Di kursi roda ini, aku duduk menghadap halaman rumah yang cukup lapang. Terdapat gazebo kecil yang cukup untuk bersantai saat senja hadir di depan rumahku. Pemandangan ini selalu saja mengingatkanku akan historis semua tentangmu, istriku.
Masih teringat jelas semua kenangan tentangmu, Suparwi. Kala kita bertemu untuk pertama kalinya. Waktu itu, tahun 1967. Aku melihat segerombolan gadis muda memasuki area pasar malam. Pardi, kawan baikku mulai bergelagat ingin berkenalan dengan salah satu gadis yang ia incar. Tapi aku tak tertarik sedikit pun. Aku lebih memilih menyantap tahu petis yang baru saja kubeli.
Benar saja sesuai dugaanku, Pardi berhasil berkenalan dengan Sarita. Sedangkan para gadis lain mulai berpencar untuk melihat-lihat pasar malam yang hanya hadir satu tahun sekali di kota ini saat bulan Ramadan. Namun, aku melihat satu gadis yang menarik hatiku. Kuberanikan diri untuk mendekatinya. Ya, namanya Suparwi.
Dialah gadis lemah lembut, dan manis senumnya. Rambutnya yang berkepang dua dengan pita merah di ujungnya, menambah apik paras wajah bulatnya. Mengenakan sweater rajut coklat dan rok hitam selutut. Sungguh sedap dipandang. Tak akan pernah kulupakan kesan pertamaku bertemu dengannya. Tiap kenangan manis tentangnya, tiap ucapan lemah lembutnya, tiap sedapnya masakan yang tercipta dari tangan ajaibnya, mana mungkin bisa aku lupakan.

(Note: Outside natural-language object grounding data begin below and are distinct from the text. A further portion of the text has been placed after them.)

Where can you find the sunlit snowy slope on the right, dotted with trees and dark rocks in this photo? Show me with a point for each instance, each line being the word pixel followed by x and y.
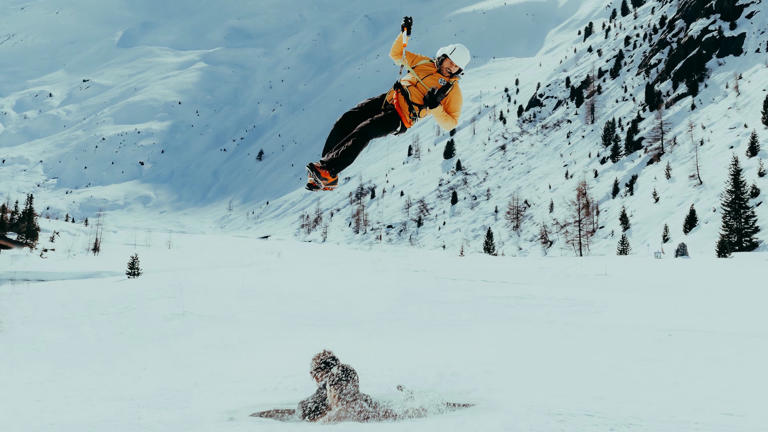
pixel 531 157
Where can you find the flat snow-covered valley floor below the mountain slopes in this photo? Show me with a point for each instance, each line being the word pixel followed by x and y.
pixel 220 326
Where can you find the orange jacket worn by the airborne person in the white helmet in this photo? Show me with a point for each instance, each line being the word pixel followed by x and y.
pixel 447 114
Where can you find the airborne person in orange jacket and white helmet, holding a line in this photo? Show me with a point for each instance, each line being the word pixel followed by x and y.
pixel 429 89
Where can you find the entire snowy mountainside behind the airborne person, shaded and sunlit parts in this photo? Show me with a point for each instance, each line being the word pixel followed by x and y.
pixel 182 98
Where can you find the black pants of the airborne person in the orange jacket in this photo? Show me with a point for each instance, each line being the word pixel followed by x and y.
pixel 372 118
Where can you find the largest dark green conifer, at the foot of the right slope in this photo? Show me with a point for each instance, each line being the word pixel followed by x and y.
pixel 739 221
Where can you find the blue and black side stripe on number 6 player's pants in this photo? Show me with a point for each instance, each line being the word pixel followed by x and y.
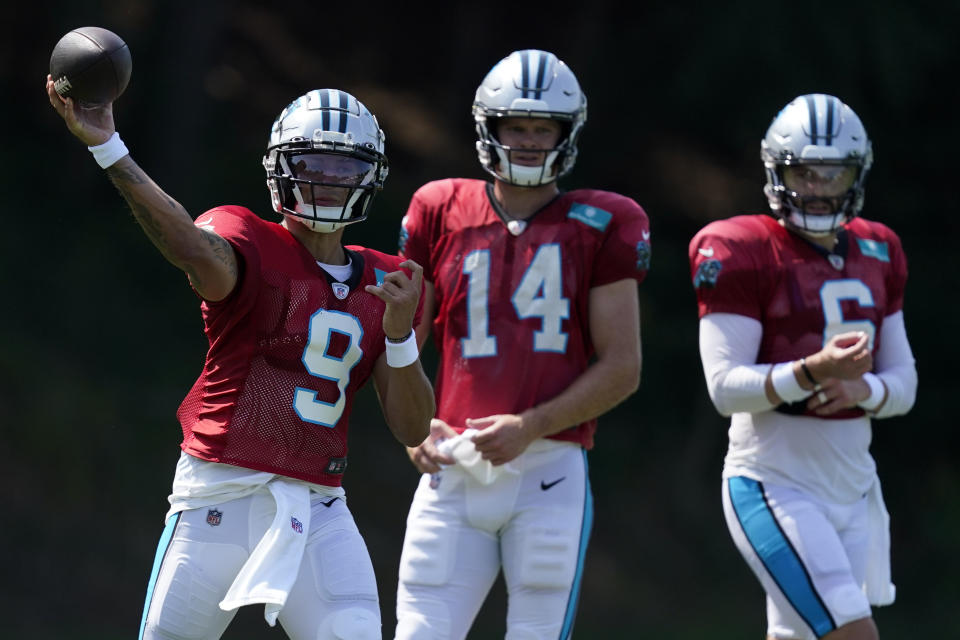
pixel 777 553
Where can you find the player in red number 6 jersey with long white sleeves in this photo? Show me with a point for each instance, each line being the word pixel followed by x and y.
pixel 803 342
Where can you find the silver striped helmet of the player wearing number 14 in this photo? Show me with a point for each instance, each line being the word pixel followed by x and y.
pixel 529 84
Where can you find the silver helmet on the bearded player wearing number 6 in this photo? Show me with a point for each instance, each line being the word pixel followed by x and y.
pixel 816 143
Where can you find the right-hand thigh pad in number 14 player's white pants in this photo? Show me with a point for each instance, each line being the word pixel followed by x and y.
pixel 548 559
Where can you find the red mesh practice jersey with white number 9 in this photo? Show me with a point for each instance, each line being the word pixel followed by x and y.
pixel 289 348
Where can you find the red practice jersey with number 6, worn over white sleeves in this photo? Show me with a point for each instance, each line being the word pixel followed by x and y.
pixel 801 294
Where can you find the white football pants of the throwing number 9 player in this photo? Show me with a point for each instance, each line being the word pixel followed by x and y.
pixel 201 551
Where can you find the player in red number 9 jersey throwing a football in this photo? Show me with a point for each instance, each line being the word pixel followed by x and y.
pixel 297 322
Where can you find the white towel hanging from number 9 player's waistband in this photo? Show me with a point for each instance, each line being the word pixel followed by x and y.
pixel 272 568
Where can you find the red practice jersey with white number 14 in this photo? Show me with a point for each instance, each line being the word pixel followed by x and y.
pixel 512 323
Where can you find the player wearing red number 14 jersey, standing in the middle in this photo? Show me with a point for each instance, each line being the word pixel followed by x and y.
pixel 531 295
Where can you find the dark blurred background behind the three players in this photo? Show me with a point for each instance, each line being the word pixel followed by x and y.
pixel 100 338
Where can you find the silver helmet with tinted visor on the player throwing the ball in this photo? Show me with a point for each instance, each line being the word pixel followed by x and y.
pixel 325 160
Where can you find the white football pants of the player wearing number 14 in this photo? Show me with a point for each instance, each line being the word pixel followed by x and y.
pixel 534 522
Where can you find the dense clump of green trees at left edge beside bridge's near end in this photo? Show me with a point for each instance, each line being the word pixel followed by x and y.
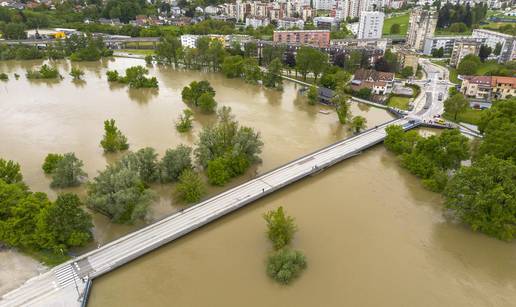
pixel 32 222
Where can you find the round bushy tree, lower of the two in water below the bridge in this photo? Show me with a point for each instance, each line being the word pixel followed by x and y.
pixel 285 265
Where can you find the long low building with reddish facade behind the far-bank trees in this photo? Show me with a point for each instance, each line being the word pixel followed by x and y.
pixel 319 38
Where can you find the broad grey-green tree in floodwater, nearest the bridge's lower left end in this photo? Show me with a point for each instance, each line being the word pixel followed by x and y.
pixel 120 194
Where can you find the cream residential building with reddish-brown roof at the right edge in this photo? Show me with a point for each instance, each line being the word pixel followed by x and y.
pixel 488 87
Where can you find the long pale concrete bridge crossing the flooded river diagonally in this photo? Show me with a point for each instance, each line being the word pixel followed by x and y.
pixel 68 283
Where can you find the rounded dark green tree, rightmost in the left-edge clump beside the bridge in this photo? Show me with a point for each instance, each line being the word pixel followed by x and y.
pixel 64 224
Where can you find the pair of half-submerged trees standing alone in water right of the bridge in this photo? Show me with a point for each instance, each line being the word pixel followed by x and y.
pixel 283 264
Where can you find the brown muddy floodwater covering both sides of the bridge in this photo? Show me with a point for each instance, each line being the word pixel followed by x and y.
pixel 372 235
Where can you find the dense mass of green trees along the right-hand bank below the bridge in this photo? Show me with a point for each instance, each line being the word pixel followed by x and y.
pixel 482 195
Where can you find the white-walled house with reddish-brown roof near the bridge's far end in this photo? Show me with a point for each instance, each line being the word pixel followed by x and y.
pixel 379 82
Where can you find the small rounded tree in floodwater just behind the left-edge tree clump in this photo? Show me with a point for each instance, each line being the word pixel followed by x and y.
pixel 68 172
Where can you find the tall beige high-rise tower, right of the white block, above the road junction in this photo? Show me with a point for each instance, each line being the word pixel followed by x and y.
pixel 422 25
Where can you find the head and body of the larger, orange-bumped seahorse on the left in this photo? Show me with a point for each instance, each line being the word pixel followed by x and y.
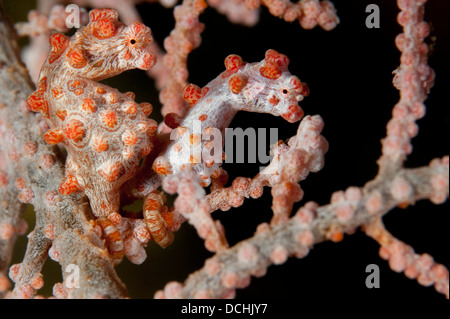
pixel 105 132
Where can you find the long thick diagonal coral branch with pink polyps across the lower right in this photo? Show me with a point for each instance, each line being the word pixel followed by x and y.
pixel 232 268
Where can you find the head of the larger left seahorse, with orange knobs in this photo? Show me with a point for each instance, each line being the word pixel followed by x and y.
pixel 103 48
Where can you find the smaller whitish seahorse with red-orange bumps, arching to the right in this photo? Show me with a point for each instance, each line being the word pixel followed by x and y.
pixel 263 87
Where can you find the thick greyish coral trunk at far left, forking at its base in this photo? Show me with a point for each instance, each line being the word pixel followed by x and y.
pixel 41 170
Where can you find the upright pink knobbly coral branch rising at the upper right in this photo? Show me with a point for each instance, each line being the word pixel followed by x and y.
pixel 413 78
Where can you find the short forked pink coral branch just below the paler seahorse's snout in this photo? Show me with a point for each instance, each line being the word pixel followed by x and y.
pixel 291 164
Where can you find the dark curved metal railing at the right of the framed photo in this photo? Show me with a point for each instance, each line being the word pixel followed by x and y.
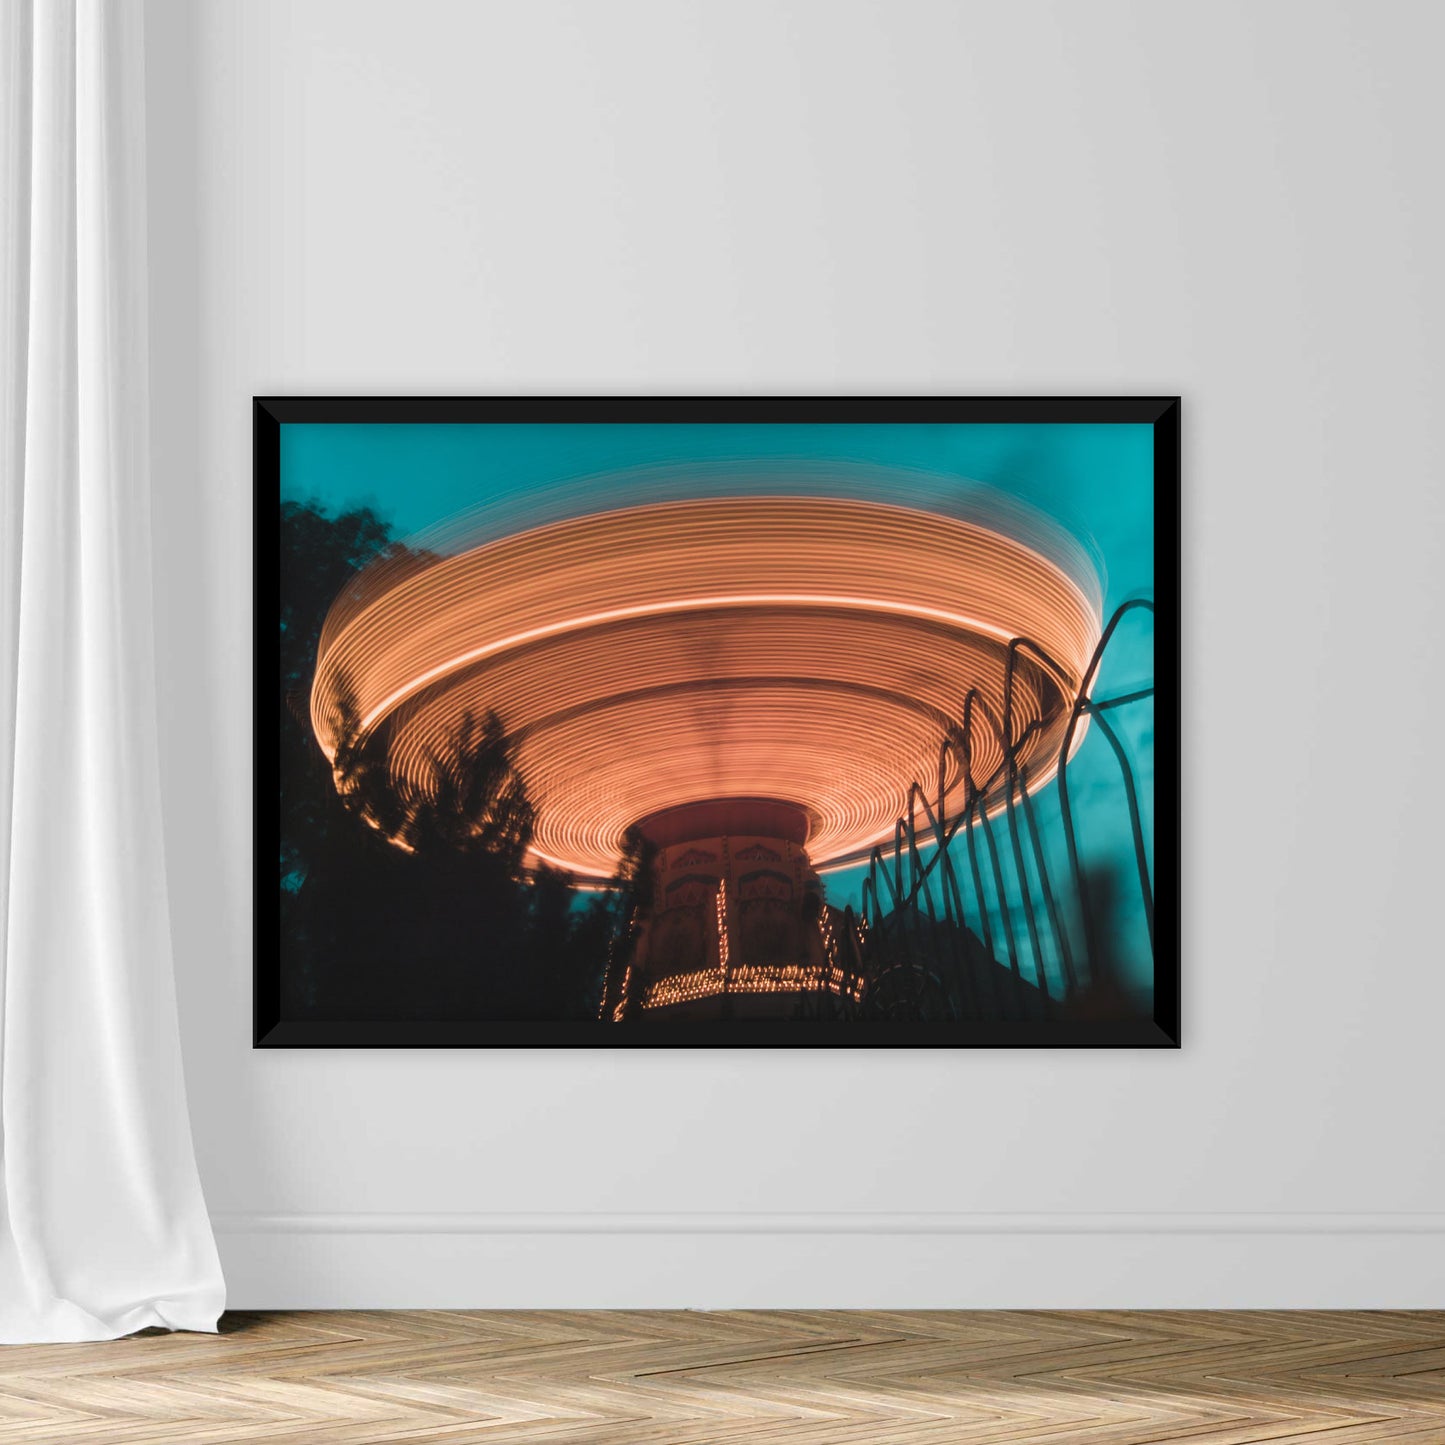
pixel 969 913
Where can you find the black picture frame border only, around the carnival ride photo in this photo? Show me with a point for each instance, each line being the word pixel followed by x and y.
pixel 271 1031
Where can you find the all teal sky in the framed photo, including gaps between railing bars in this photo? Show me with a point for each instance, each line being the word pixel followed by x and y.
pixel 1095 482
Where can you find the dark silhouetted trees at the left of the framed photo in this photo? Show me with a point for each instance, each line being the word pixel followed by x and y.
pixel 407 897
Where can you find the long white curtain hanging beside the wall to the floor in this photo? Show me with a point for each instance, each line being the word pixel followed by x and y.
pixel 103 1229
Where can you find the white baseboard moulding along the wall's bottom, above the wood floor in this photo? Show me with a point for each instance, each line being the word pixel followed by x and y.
pixel 833 1261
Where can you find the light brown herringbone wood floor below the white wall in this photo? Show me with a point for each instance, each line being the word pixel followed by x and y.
pixel 687 1379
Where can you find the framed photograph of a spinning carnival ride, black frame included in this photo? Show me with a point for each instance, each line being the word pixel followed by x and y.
pixel 719 723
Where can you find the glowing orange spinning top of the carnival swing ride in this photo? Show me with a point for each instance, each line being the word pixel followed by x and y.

Setelah mengenal lebih dalam tentangnya, singkatnya, aku menikah dengannya. Kami dikaruniai 5 orang anak. Ibu, panggilannya dari anak-anak kami. Hari-hari terasa cepat berlalu. Tangis, tawa, cerita bahagia, sedih, susah, senang kita lalui bersama-sama selama 27 tahun ini. Tapi tak jarang pula aku melakukan kesalahan dan dia selalu saja memaafkanku. Kenapa ada orang yang sesabar kau, Suparwi?
Hari itu, tepat satu hari sebelum ulang tahunnya. Dia terjatuh lunglai. Kugendong ia dalam pelukanku. Mencoba menyadarkannya dan mengguncangkan badannya, apa saja kulakukan demi membuatnya bangun kala itu. Anak kami Wawan yang kutelepon, langsung datang dan membawanya ke rumah sakit. Dokter bilang ini adalah gerd akut. Tapi kenapa aku tidak pernah mengetahuinya? Bahkan, tentang sakitnya pun aku lalai, padahal sudah puluhan tahun aku bersamanya. Ah Suparwi, sungguh maafkan suamimu yang tak becus untuk mengurusmu. Aku benar-benar sangat menyesal kala itu. Egoku selama ini yang terlalu tinggi sungguh aku menyesalinya.
Satu minggu setelahnya, Suparwi meninggalkanku untuk selamanya. Kini di usia senja ini, kuhabiskan dengan mengenang perjalanan kita sembari mempersiapkan bekalku untuk bertemu denganmu di akhirat nanti. Semoga pertemuan kita nanti, menjadi pertemuan terakhir yang selamanya.